The Delaware Court of Chancery recently determined that the appropriate remedy for a corporation’s failure to comply with court orders to hold a long overdue stockholders’ meeting was to appoint a receiver with authority to ensure that a meeting occurred. 

The court had twice previously ordered Defendant Fuqi International Inc. (Fuqi) to hold an annual stockholders’ meeting. After Fuqi failed to comply, plaintiff moved to hold Fuqi in contempt of court, seeking monetary sanctions or appointment of a receiver to liquidate the corporation. Fuqi argued that it could not hold a stockholders’ meeting without violating Regulations 14A and 14C promulgated by the Securities Exchange Commission because the company had not filed audited financial statements.   

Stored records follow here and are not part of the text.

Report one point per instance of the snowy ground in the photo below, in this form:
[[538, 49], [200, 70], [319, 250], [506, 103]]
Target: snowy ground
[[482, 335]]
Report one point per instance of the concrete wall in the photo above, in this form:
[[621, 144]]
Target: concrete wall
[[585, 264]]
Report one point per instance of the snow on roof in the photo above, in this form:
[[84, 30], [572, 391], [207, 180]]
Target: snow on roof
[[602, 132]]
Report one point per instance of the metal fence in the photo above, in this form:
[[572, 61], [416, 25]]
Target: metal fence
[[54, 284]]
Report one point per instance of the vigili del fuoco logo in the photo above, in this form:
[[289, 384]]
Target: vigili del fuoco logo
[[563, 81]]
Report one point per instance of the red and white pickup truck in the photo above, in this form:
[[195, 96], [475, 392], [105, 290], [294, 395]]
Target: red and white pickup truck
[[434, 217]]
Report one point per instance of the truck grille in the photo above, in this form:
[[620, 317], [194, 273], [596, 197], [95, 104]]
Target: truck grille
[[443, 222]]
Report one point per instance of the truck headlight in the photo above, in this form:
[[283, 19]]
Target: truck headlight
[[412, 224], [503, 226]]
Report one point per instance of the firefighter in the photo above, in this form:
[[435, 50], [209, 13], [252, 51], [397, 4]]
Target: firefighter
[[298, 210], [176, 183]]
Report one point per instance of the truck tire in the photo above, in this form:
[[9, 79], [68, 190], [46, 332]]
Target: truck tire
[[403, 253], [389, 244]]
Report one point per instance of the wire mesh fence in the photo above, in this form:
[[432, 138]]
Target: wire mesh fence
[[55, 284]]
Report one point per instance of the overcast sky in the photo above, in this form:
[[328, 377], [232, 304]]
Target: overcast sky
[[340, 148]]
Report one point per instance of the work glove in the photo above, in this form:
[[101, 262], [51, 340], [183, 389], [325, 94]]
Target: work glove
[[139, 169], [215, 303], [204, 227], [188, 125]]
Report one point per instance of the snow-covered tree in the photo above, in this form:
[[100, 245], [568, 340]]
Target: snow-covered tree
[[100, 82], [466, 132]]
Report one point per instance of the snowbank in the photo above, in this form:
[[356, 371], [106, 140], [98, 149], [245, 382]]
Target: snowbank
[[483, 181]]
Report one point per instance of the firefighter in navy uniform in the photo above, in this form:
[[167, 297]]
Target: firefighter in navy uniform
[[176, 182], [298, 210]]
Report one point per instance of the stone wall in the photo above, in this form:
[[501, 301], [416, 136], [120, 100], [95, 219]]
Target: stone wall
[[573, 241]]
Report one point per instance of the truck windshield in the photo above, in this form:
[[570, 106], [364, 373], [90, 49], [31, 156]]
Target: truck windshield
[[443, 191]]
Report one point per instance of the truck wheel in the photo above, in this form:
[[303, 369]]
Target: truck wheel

The court disagreed with Fuqi’s argument, noting Fuqi’s failure to explain why it had not filed audited financial statements for several years, and the lack of any indication of when it might do so. The court also determined that the plaintiff’s suggested remedy of a significant daily fine would only further damage stockholders, and that the appointment of a receiver to liquidate the corporation would be “draconian.”  

Instead, the court decided to appoint a temporary receiver consistent with its decision in Judy v. Preferred Communication Systems, Inc., C.A. No. 4662-CC, at 50-54 (Del. Ch. Dec. 4, 2009). The court determined that the receiver should “(1) evaluate whether audited financials sufficient to comply with SEC regulations can be filed; (2) if not, evaluate whether an exemption should be sought from the SEC; and (3) explore any other considerations to a holding of the stockholders’ meeting.” The court ordered that a stockholders’ meeting be held within 90 days, but allowed the receiver to seek modification of the timetable if necessary. 

Rich v. Fuqi International Inc., C.A. No. 5653-VCG (Del. Ch. June 12, 2013).